I work at a flour mill and our CCP is a turbosifter that has 5 mm openings, which means that everything larger than 5 mm is rejected. Because of the equipment´s capacity, this also means that a lot of flour is also sent to the rejection bin. This is later reprocessed. Because a large part of the milling process is sifting (our specification says that 100% of flour goes through a sieve that has 180 microns), any physical risks would be eliminated along the way.
We´d been considering reducing the openings on our turbosifter to 2.0 mm simply because our sister mills all have them that way. However thanks to the info on this forum we´ll keep it as it is.

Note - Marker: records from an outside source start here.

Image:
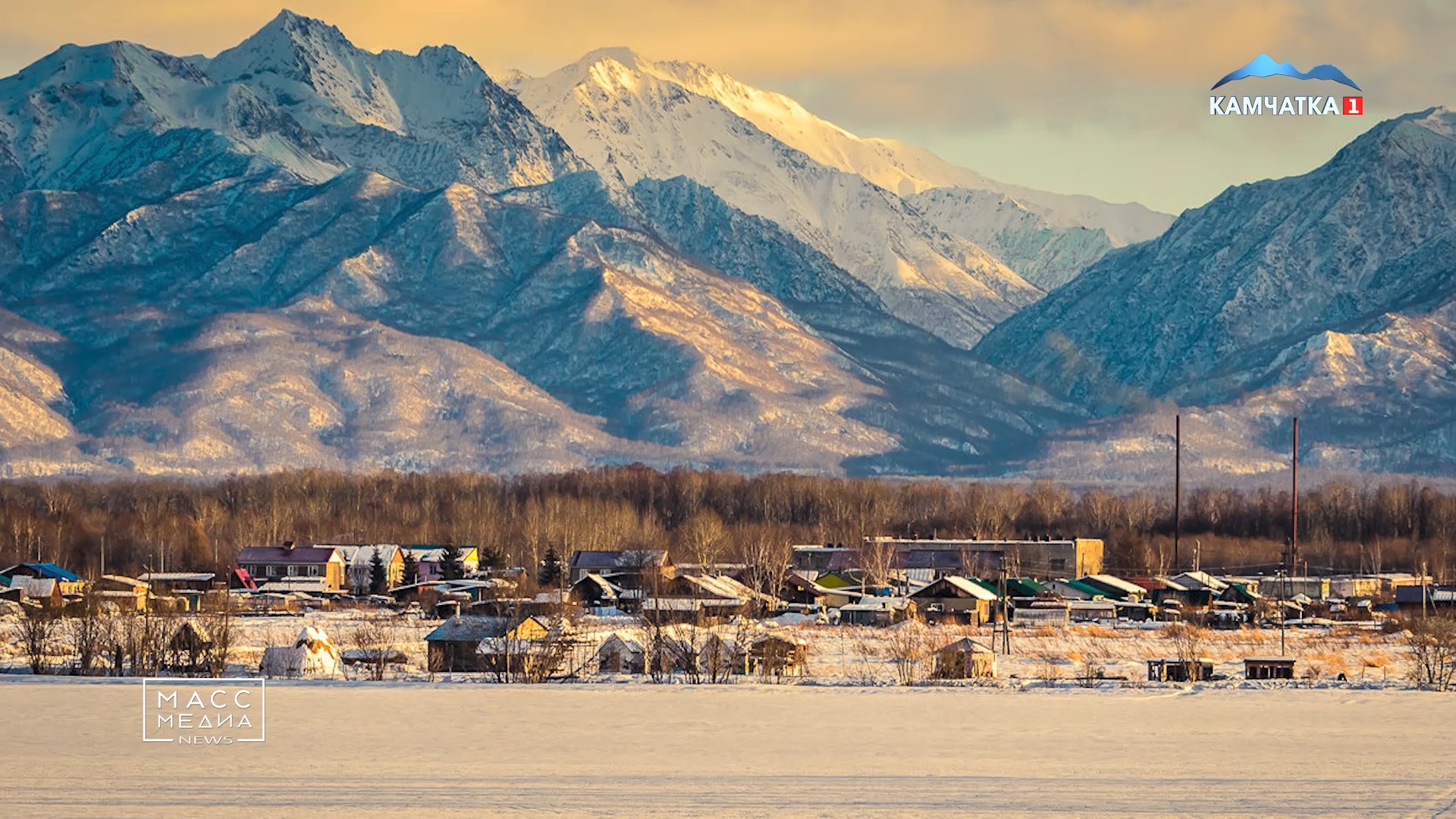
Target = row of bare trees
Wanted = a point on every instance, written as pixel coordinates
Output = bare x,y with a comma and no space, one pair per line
92,639
701,516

Just one question: most decision trees for the determination of PCCs say that if the step is set up specifically to reduce / eliminate the risk of a hazard, it is a PCC. In that case, our separator (it eliminates any particles that do not have the size, shape and density of wheat) would be a PCC. However, there are other steps further down the line that eliminate physical hazards.
The decision tree is applied in reference to a a particular hazard. If a particular hazard is not taken care at turbosifter and at other processing step down the flow chart then for that hazard that step down the flow chart becomes the CCP.
If all the physical hazards are taken care at the tubosifter itself then no need to have additional steps to to control physical hazards and turbo sifter becomes the CCP.
There might be another scenerio: -
The hazards are introduced after the turbosifter step. In that case you need to have those additional steps to control physical hazards and they become the ccp/cp dependig upon other considerations.
Requesting the opinion from the forum.